Elisabeth Ross considers what this means for practitioners.
The judgment of Sir Brian Leveson, Sir Geoffrey Vos and Lord Justice McCombe in Director of the Serious Fraud Office v Eurasian Natural Resources Corporation  EWCA Civ 2006 addressed issues of legal professional privilege generally, but does not alter the current law concerning legal advice privilege.
The underlying dispute between ENRC and the SFO concerned the protection afforded by litigation privilege or, alternatively, legal advice privilege in relation to documents including interview notes and forensic investigations.
The judgment confirms the following key points:
- The fact that solicitors prepare a document with the ultimate intention of showing that document to the opposing party does not automatically deprive the preparatory work they have undertaken of litigation privilege.
- In both civil and criminal contexts, legal advice given so as to head off, avoid or even settle reasonably contemplated proceedings is as much protected by litigation privilege as advice given for the purposes of resisting or defending such contemplated proceedings. This materially expands the meaning of the ‘dominant purpose’ in determining whether litigation privilege applies, overturning the earlier High Court decision in the same case.
- As a matter of public interest, companies should be able to investigate allegations, in advance of going to a prosecutor such as the SFO, without losing the benefit of legal professional privilege for the work product. Such work product would include notes of interviews, and reviews of books and records.
Legal advice privilege
The judgment summarised the principle established in Three Rivers District Council and Others v The Governor and Company of the Bank of England  EWCA Civ 474 (Three Rivers No. 5) in the following terms: ‘that communications between an employee of a corporation and the corporation’s lawyers could not attract legal advice privilege unless the employee was tasked with seeking and receiving such advice on behalf of the client’.
This was problematic for ENRC, whose legal advisers had sought information from both current and ex-employees of its subsidiary companies.
Current English law is undesirably out of step with international common law on this issue
The Court of Appeal noted that it saw difficulties with the Three Rivers (No.5) finding in the modern era of multi-national companies, acknowledging that information upon which legal advice is sought is unlikely to be in the hands of the main board or those it appoints to seek and receive legal advice. Further, this created an undesirable imbalance between the application of the rule to small and larger companies.
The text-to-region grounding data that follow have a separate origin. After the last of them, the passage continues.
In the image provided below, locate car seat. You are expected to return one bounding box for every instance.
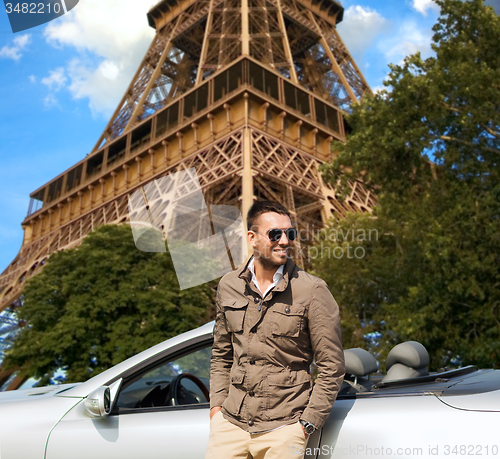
[381,341,429,383]
[342,348,378,393]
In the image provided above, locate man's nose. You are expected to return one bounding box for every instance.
[278,232,293,244]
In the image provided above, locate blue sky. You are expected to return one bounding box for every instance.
[0,0,498,274]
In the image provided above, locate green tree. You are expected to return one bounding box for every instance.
[317,0,500,369]
[4,224,215,385]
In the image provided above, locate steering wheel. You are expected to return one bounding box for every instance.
[166,373,210,406]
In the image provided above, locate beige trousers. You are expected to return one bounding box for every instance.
[205,411,309,459]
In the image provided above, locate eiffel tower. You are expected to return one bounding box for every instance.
[0,0,376,387]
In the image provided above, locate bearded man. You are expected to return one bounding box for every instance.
[205,201,345,459]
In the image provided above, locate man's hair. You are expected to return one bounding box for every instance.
[247,201,291,231]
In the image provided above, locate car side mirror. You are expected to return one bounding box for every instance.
[84,379,122,418]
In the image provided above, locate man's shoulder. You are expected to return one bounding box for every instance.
[219,268,243,285]
[292,270,337,312]
[217,268,246,298]
[292,268,327,290]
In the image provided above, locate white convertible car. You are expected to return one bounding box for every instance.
[1,321,499,459]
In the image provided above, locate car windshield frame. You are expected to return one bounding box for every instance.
[107,334,213,415]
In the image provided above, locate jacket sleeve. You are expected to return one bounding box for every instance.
[301,279,345,429]
[209,286,234,409]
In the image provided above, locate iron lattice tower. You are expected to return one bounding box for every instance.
[0,0,376,387]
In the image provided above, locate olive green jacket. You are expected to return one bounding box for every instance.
[209,256,345,433]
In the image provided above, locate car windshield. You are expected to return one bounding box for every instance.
[115,345,212,410]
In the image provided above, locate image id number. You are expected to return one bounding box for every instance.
[444,445,499,456]
[5,3,62,14]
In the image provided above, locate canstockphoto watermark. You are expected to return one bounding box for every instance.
[293,226,379,262]
[306,242,368,260]
[290,444,500,457]
[290,444,425,457]
[129,170,379,287]
[294,226,379,244]
[128,168,247,290]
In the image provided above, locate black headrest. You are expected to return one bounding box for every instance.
[386,341,429,371]
[344,348,378,377]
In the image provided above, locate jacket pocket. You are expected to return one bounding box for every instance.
[223,368,246,416]
[222,299,248,333]
[270,304,306,337]
[264,371,311,421]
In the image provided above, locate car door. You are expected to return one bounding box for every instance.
[317,392,500,459]
[45,343,212,459]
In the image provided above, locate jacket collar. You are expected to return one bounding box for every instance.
[238,255,296,295]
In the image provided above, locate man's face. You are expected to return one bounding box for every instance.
[248,212,294,267]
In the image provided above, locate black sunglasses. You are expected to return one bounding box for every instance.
[255,228,298,242]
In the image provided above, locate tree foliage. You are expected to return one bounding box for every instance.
[4,225,215,385]
[317,0,500,369]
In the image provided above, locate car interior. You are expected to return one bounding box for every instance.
[339,340,478,396]
[114,345,212,411]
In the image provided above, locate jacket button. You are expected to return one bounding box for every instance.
[249,359,255,365]
[254,297,259,303]
[248,420,254,426]
[249,391,255,397]
[285,307,291,313]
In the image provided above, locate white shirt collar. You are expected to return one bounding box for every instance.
[248,257,284,298]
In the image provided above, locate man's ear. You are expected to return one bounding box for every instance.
[247,230,257,248]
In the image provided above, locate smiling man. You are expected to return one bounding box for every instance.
[206,201,345,459]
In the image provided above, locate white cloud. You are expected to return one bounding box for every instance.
[372,84,386,94]
[65,58,130,116]
[41,68,68,108]
[0,34,31,60]
[43,93,61,109]
[28,75,36,83]
[337,6,391,57]
[379,21,434,65]
[412,0,439,16]
[42,67,67,91]
[43,0,155,117]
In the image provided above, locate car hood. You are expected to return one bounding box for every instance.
[0,383,80,403]
[0,384,83,459]
[437,369,500,412]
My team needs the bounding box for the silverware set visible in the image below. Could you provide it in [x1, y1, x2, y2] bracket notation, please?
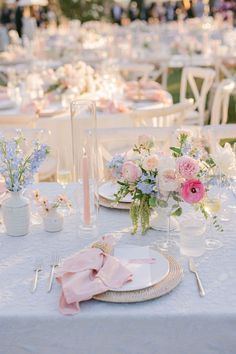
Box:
[188, 258, 205, 297]
[31, 255, 61, 293]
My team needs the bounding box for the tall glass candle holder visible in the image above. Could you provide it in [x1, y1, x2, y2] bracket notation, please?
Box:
[70, 100, 99, 232]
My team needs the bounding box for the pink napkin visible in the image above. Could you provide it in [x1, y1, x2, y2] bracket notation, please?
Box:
[126, 88, 171, 104]
[96, 98, 130, 113]
[125, 80, 161, 91]
[0, 182, 6, 194]
[56, 237, 133, 315]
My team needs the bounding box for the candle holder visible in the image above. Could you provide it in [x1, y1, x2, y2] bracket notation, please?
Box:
[70, 100, 99, 232]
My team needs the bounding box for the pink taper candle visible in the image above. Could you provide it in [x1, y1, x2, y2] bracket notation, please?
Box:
[82, 149, 91, 225]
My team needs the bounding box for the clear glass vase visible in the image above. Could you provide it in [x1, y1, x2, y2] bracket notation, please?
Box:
[70, 100, 99, 232]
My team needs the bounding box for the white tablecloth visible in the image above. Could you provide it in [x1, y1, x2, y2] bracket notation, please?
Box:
[0, 183, 236, 354]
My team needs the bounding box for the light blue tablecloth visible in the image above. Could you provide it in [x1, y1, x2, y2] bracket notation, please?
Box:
[0, 183, 235, 354]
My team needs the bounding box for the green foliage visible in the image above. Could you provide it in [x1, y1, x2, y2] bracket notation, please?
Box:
[58, 0, 109, 22]
[130, 196, 151, 235]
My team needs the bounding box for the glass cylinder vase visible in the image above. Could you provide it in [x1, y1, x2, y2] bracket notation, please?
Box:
[70, 100, 99, 232]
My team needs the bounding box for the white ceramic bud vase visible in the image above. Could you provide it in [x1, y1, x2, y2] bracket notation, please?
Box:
[2, 191, 30, 237]
[43, 209, 64, 233]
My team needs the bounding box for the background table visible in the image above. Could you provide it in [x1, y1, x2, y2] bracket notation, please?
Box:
[0, 183, 235, 354]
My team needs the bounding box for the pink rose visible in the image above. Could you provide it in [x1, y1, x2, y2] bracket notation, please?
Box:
[122, 161, 141, 183]
[176, 156, 199, 179]
[143, 155, 159, 171]
[180, 179, 205, 204]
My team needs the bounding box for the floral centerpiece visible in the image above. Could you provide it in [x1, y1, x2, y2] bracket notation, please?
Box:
[107, 131, 216, 235]
[33, 191, 72, 214]
[0, 133, 49, 237]
[33, 191, 72, 233]
[43, 61, 99, 98]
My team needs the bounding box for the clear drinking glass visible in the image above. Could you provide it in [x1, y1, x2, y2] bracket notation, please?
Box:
[70, 100, 98, 232]
[179, 214, 206, 257]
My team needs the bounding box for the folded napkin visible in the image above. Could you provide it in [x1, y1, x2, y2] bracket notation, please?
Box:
[96, 98, 130, 114]
[125, 79, 161, 91]
[56, 236, 133, 315]
[126, 88, 171, 104]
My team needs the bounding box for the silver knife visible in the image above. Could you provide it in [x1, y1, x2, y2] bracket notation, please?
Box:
[31, 259, 42, 293]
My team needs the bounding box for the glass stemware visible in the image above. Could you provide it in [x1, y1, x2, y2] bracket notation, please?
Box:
[155, 203, 177, 252]
[57, 149, 72, 190]
[204, 197, 223, 250]
[57, 152, 73, 216]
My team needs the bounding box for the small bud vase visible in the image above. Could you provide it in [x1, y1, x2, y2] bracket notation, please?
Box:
[43, 209, 64, 233]
[2, 191, 30, 237]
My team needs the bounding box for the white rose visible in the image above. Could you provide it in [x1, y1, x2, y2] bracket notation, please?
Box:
[212, 143, 236, 177]
[158, 157, 180, 193]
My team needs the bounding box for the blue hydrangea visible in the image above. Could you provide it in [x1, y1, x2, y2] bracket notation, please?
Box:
[137, 181, 155, 194]
[0, 136, 49, 192]
[107, 154, 125, 178]
[181, 142, 192, 155]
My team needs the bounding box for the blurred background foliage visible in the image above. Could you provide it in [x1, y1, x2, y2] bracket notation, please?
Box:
[58, 0, 112, 22]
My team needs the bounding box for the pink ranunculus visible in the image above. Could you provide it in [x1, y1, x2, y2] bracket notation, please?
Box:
[121, 161, 141, 183]
[176, 156, 199, 179]
[180, 179, 205, 204]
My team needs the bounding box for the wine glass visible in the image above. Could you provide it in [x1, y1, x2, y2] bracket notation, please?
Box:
[56, 153, 73, 216]
[57, 160, 72, 190]
[155, 202, 177, 252]
[204, 197, 223, 250]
The judgment also acknowledged that the current English law is undesirably out of step with international common law on this issue. Whilst clearly acknowledging the deficiencies in the current law, the Court of Appeal noted that, had it been open to it to depart from Three Rivers (No. 5) it would have been in favour of doing so. Nevertheless, the court was of the view it was not open for it to do so – rather, the issue would need to be considered again by the Supreme Court in this or an appropriate future case.